Depending on the culture of the organization, this list only grows…often unwieldy like a weed. Pulling the weed out buys time, but it grows back. You have to get to the root of the problem and solve for it as it lines up with the ultimate vision of the company. And sometimes, because things are so different now with market and employee behavior, that vision may need to be renewed or completely revised to mean something, to be relevant now and in the future.

Things must change, but change begins with seeing and approaching this challenge cum opportunity differently…

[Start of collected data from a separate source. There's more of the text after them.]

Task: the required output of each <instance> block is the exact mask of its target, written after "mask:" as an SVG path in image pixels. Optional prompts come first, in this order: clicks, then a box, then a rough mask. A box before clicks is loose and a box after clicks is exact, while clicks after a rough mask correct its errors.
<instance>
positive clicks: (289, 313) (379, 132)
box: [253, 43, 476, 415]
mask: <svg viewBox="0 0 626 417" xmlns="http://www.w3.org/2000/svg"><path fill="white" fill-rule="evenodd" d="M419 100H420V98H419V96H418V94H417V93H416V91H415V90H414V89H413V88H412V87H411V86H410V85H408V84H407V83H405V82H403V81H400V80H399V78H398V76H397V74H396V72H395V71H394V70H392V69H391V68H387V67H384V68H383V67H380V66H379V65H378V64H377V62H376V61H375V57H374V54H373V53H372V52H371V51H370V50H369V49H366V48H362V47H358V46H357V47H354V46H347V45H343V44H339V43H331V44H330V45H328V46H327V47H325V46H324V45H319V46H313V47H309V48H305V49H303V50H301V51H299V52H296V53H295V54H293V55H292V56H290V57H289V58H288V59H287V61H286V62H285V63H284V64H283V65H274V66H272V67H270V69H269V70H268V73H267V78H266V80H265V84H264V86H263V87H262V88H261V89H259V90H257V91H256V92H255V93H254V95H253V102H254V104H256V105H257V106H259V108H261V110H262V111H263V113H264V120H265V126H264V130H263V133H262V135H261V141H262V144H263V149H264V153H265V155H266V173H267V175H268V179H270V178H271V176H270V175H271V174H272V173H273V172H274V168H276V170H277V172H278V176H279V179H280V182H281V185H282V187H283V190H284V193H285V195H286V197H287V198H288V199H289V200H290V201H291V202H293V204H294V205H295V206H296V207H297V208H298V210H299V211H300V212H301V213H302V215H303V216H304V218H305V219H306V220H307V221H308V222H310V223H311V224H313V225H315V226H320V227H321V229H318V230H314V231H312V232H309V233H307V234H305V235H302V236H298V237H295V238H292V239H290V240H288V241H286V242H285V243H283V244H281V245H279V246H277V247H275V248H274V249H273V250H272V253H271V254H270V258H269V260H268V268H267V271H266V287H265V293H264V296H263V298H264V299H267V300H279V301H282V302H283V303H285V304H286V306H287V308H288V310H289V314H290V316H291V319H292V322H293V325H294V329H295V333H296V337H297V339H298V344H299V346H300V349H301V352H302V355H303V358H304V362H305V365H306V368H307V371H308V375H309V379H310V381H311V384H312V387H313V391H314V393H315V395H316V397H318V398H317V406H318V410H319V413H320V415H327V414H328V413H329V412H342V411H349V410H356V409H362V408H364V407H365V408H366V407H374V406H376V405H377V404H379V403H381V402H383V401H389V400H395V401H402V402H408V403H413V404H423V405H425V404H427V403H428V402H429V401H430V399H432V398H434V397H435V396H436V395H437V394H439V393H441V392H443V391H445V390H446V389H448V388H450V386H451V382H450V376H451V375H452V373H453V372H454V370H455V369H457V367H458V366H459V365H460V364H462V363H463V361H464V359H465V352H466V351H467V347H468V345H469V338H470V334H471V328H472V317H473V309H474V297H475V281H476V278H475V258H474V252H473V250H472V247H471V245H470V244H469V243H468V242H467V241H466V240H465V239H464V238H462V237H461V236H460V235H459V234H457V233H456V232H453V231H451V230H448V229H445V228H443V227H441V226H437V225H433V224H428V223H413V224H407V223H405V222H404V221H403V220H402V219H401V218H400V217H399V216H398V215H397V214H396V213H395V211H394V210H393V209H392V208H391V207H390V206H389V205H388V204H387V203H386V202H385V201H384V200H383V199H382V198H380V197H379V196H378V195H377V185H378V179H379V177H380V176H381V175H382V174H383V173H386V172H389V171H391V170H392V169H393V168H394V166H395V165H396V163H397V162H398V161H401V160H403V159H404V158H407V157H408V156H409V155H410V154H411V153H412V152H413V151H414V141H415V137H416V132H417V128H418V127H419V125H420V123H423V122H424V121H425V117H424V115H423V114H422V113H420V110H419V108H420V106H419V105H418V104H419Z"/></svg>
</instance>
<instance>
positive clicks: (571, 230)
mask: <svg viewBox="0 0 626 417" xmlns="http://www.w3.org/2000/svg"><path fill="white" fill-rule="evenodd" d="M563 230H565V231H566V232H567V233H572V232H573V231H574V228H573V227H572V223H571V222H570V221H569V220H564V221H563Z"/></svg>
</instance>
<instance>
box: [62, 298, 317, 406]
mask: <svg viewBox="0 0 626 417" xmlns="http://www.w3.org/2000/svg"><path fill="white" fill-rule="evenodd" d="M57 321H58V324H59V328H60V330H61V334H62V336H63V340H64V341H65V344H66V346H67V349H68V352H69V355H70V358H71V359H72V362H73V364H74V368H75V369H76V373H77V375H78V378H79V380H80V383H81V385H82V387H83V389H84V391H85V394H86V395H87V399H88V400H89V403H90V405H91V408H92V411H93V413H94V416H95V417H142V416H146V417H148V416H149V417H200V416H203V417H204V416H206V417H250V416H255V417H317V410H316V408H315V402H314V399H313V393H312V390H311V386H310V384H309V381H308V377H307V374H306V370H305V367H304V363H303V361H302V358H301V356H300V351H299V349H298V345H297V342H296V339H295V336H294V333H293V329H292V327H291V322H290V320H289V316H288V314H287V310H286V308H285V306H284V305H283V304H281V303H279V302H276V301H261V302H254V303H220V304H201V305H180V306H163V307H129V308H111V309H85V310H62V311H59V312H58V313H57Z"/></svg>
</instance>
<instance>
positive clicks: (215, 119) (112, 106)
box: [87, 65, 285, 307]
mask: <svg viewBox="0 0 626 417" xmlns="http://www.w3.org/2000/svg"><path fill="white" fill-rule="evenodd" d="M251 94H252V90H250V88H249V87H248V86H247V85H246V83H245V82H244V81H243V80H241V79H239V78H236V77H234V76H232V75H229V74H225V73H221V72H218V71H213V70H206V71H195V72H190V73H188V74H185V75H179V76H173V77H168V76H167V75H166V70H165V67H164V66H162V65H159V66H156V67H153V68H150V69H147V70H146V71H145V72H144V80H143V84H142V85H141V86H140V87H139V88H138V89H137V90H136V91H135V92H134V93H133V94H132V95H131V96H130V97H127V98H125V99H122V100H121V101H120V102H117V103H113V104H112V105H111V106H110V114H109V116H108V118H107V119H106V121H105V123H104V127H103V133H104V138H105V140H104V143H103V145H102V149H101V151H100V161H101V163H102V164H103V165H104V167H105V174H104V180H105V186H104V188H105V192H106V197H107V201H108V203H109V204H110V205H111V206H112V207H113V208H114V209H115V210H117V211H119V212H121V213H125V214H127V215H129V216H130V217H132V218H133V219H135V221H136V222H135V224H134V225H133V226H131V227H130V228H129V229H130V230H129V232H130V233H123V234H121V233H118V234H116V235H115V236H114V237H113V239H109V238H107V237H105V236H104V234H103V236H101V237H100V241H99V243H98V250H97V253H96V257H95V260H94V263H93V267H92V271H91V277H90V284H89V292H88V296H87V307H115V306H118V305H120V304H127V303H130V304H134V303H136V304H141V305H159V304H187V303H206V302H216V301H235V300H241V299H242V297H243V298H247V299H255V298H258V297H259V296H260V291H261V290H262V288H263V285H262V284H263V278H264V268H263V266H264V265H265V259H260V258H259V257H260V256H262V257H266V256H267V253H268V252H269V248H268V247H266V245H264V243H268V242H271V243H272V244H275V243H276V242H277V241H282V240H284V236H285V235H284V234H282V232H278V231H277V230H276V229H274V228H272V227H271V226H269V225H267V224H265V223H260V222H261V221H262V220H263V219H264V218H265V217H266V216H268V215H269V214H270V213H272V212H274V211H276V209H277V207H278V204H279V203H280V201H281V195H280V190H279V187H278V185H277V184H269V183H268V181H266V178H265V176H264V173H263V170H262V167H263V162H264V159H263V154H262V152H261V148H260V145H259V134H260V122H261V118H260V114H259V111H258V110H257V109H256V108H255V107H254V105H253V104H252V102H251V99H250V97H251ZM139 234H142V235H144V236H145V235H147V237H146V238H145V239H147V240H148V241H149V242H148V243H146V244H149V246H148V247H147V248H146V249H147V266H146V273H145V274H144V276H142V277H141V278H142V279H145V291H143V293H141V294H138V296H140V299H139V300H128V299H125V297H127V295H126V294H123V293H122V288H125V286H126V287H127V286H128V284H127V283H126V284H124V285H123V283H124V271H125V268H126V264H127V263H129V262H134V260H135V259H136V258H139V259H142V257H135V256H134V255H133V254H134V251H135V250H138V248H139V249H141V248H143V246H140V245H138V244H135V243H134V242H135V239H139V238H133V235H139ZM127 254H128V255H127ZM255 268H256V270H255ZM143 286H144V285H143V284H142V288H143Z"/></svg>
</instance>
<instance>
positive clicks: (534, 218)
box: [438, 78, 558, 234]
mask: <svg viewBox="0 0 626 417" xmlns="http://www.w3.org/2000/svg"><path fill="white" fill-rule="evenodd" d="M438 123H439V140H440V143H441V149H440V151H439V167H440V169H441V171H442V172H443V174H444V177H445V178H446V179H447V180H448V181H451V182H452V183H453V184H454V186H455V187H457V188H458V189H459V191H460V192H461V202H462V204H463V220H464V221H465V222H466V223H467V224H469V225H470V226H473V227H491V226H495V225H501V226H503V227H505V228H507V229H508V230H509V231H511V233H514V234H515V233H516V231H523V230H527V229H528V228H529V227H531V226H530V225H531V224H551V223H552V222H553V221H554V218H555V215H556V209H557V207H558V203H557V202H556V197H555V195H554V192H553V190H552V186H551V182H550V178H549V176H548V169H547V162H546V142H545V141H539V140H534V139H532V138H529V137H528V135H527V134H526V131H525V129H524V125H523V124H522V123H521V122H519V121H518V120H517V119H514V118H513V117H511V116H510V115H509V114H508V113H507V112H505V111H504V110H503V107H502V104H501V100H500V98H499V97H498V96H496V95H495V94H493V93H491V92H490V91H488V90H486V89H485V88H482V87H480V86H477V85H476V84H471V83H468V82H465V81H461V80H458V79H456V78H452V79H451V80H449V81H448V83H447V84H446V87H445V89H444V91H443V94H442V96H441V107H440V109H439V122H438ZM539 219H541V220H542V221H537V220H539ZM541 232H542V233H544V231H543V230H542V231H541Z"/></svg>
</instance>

This is a time for leadership…not the conventional management systems as we know them. Change doesn’t have to come from today’s executives or managers however. What’s important to understand is that change can come from anywhere within the organization. Anyone can assume the role of leader as long as they have vision for what’s possible, courage to break what isn’t yet fully broken, and passion to mobilize people to unite in transformation. This sense of conviction is contagious and when approached with a human and business focus, even executives can’t help but listen…and learn. I guess that’s what this is about. We have to learn to learn again and that will only help us lead.